Good ones and bad ones1Last Tuesday I was walking very slowly near Annam Brahma at around a quarter to six, just before I went to run at Runners are Smilers. I saw Databir’s car guarding the tennis court. Databir sometimes sleeps in his car, but this time he was not to be found there. His car was empty.
Six or seven boys were behind me. Some were mocking me, and some were showing respect and were happy to see me. Four or five followed me right up to Niriha’s house, calling me “Shry.” Then children from another block also started shouting “Shry!” They didn’t even see me, but when they heard the others call “Shry,” they also started saying “Shry! Shry!” It was like one jackal barking and all the other jackals starting to bark in response.
Then, when I came near Niriha’s house, three little boys on bicycles rode by. One came up and smiled at me and then went away. He was nice. Another came up to me, laughing and coughing, and then went away. This one was very bad. The third boy followed me right up to my 100-metre mark on 150th Street, near Ranjana’s old apartment. He was a young boy, 10 or 12 years old. He came up to me and said, “Shry, Shry, I have a question. Will you please answer it?”

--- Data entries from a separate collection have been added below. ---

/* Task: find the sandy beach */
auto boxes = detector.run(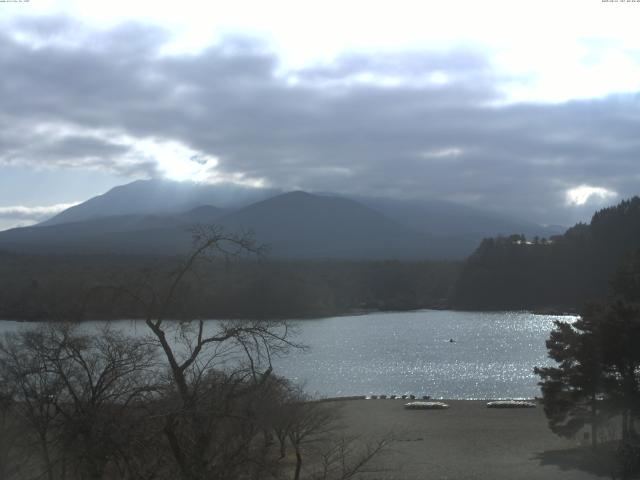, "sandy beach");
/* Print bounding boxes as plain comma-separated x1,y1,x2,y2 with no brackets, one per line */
336,399,608,480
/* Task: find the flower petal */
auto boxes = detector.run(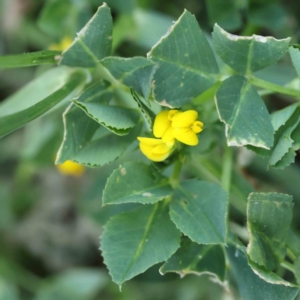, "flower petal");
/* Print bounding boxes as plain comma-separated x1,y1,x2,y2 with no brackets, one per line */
168,109,181,121
161,126,175,142
172,110,198,128
152,140,175,154
192,121,203,133
140,143,171,161
153,110,171,138
173,127,199,146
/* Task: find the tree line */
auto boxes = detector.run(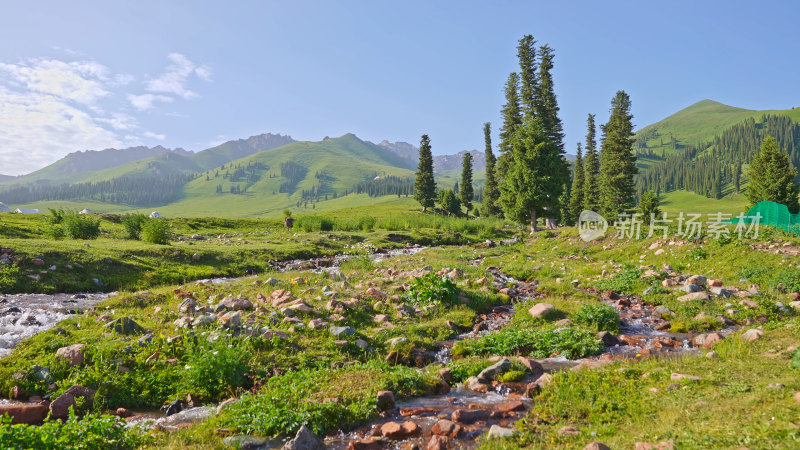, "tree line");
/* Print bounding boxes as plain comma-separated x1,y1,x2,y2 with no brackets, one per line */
414,35,637,231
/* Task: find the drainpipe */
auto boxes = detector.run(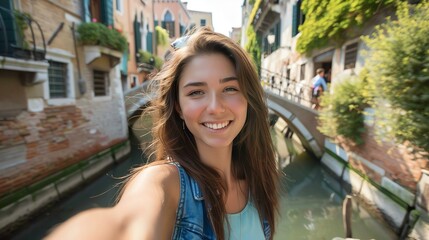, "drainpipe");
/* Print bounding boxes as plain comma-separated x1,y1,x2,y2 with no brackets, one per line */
71,22,86,95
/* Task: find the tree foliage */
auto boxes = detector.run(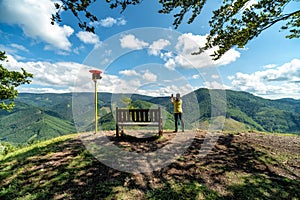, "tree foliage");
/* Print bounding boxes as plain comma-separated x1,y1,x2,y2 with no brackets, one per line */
0,51,33,110
52,0,300,60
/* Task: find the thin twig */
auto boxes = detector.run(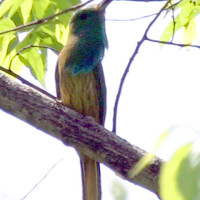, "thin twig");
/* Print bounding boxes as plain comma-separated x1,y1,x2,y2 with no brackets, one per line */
21,159,63,200
0,66,57,100
106,13,157,22
9,44,59,71
0,0,93,35
112,0,171,133
146,37,200,48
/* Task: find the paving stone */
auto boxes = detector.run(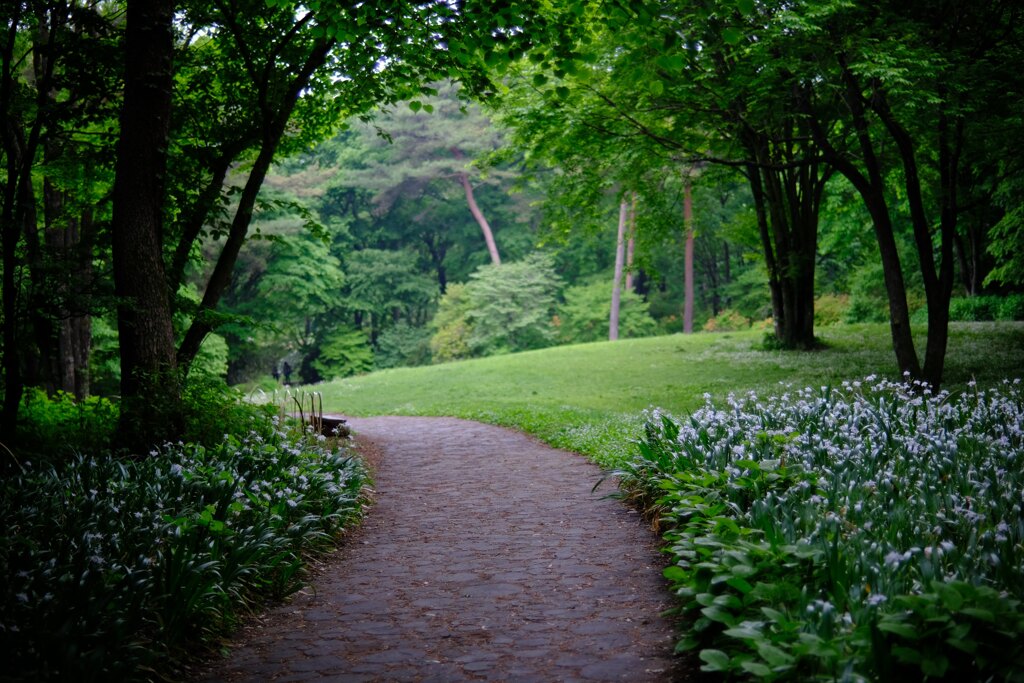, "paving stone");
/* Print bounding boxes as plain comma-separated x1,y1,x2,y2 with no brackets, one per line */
193,417,696,683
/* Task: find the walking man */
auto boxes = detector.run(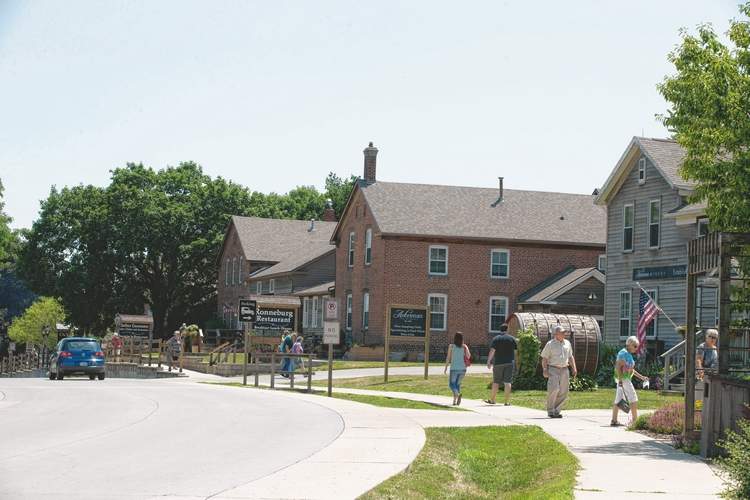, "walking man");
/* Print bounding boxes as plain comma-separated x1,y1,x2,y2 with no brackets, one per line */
542,325,578,418
485,324,518,406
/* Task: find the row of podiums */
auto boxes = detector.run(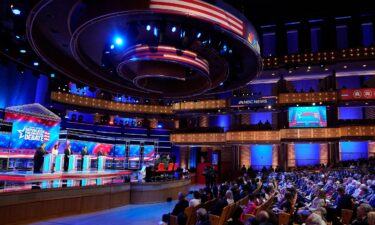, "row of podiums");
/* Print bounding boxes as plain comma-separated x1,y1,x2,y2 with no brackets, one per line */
43,154,106,173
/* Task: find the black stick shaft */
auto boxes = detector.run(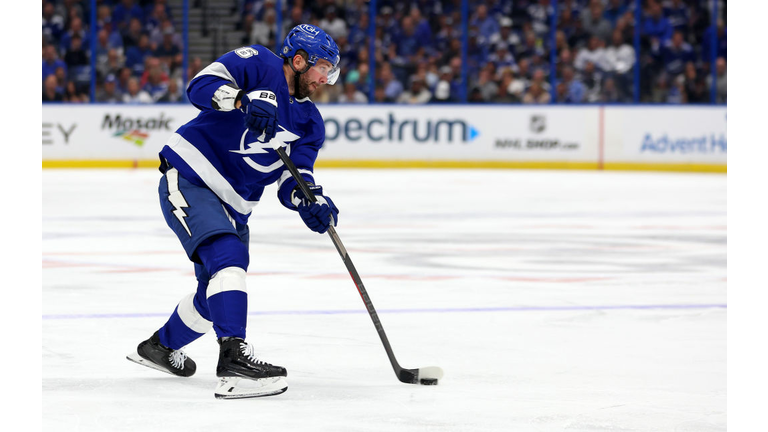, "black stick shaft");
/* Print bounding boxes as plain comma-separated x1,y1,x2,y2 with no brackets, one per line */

He looked like a nice boy, so I said, “What is your question?”
He said, “Is it really true that you saw God at the age of 12?”
I said, “Yes.” Then I asked him, “How old are you?” But he didn’t hear my question.
He said, “I am going to tell my friends that you have spoken to me.” He was so happy that I had spoken to him. Then he rode away hurriedly. So he was among the good ones.
When I go out alone, all kinds of incidents take place. But when my disciples follow me in a car, people usually do not come near me.